А встреча наша случилась все-таки — в конце восьмидесятых. Хорошо помню, что это был последний день Съезда — того, знаменитого. И я вся в речи Сахарова, конечно! Прихожу домой, а мне передают, что Жора, друг Вити, приглашает на вечер встречи (20 лет со дня окончания ими университета). Если вы думаете, что там я с Витей тет-а-тет поговорила, то сильно ошибаетесь. Я опять об Андрее Дмитриевиче! Перестройка же… И вдруг Витенька говорит как будто серьезно: “Его выпустили, чтоб показать, какой он идиот”.
— Кто идиот — Сахаров? И это ты — физик — говоришь! Да он мог двумя руками писать разные формулы на разных досках.
— Раньше — мог, а теперь не может.
Я решила так: ну, он живет с другой, а со мной думал бы, как я. Стоп, стоп, Нина! Забыла, как в рот ему смотрела? Ты бы думала, как он! Вот так-то. (Но скорее всего, он просто меня поддразнивал, я не верю, что на самом деле Витя думал про Сахарова плохо.)

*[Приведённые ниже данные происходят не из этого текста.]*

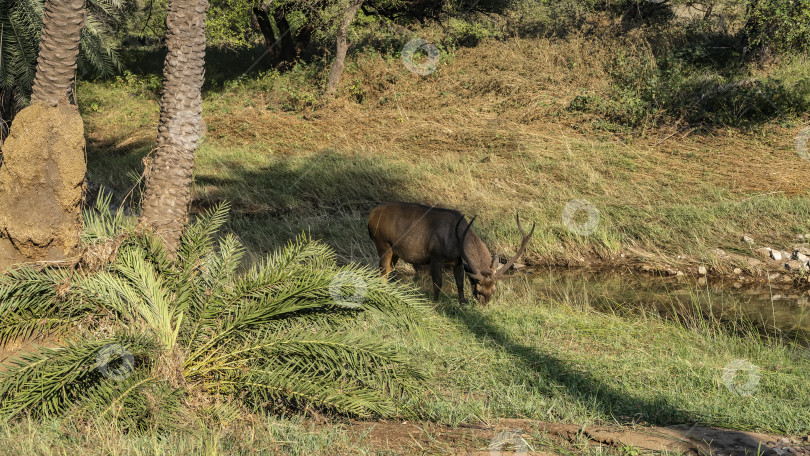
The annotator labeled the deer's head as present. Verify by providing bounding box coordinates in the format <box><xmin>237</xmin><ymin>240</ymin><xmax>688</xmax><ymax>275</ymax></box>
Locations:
<box><xmin>456</xmin><ymin>214</ymin><xmax>535</xmax><ymax>304</ymax></box>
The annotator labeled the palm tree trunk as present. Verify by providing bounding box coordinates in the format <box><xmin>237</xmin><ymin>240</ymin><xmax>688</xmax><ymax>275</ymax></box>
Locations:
<box><xmin>31</xmin><ymin>0</ymin><xmax>87</xmax><ymax>106</ymax></box>
<box><xmin>139</xmin><ymin>0</ymin><xmax>208</xmax><ymax>253</ymax></box>
<box><xmin>0</xmin><ymin>0</ymin><xmax>87</xmax><ymax>268</ymax></box>
<box><xmin>326</xmin><ymin>0</ymin><xmax>363</xmax><ymax>95</ymax></box>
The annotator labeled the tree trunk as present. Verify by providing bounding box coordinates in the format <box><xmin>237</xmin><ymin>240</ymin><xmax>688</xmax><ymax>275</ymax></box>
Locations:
<box><xmin>0</xmin><ymin>0</ymin><xmax>87</xmax><ymax>268</ymax></box>
<box><xmin>273</xmin><ymin>9</ymin><xmax>295</xmax><ymax>65</ymax></box>
<box><xmin>139</xmin><ymin>0</ymin><xmax>208</xmax><ymax>255</ymax></box>
<box><xmin>326</xmin><ymin>0</ymin><xmax>363</xmax><ymax>95</ymax></box>
<box><xmin>31</xmin><ymin>0</ymin><xmax>86</xmax><ymax>106</ymax></box>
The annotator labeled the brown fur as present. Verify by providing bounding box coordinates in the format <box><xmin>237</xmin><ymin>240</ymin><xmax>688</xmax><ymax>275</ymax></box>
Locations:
<box><xmin>368</xmin><ymin>203</ymin><xmax>534</xmax><ymax>304</ymax></box>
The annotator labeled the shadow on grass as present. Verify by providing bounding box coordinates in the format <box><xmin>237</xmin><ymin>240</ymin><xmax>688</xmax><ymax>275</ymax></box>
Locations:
<box><xmin>437</xmin><ymin>304</ymin><xmax>694</xmax><ymax>425</ymax></box>
<box><xmin>192</xmin><ymin>149</ymin><xmax>418</xmax><ymax>263</ymax></box>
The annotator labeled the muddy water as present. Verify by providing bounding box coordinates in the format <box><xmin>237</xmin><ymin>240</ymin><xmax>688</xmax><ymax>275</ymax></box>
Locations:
<box><xmin>530</xmin><ymin>269</ymin><xmax>810</xmax><ymax>345</ymax></box>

Когда сдавала кандидатский по философии, профессор спросил о теме диссертации и долго обсуждал со мной Витгенштейна, а потом… предложил пойти к нему в аспирантуру. Но я не любила советскую философию. Считала себя объективным идеалистом. Однажды случилась такая история, связанная с Жорой, другом “Скворушки”. У нас, значит, с Витей разрыв, и Жора меня утешает, то есть ходит со мной по Компросу (центральная улица — Комсомольский проспект) вечером. Я не знала, что сзади шла Люба Маракова, которая на следующий день устроила мне — при всей редакции “Горьковца” — буквально сцену.
— Горланова, ты страшный человек! Закат над Камой медовый, липы цветут, птицы поют, а ты свое: “первопричина мира, первопричина мира”!
— Первопричина мира стала законами физики, химии…
— Вот-вот, ты — страшный человек! Вместо того, чтобы под липами посидеть, птичек послушать…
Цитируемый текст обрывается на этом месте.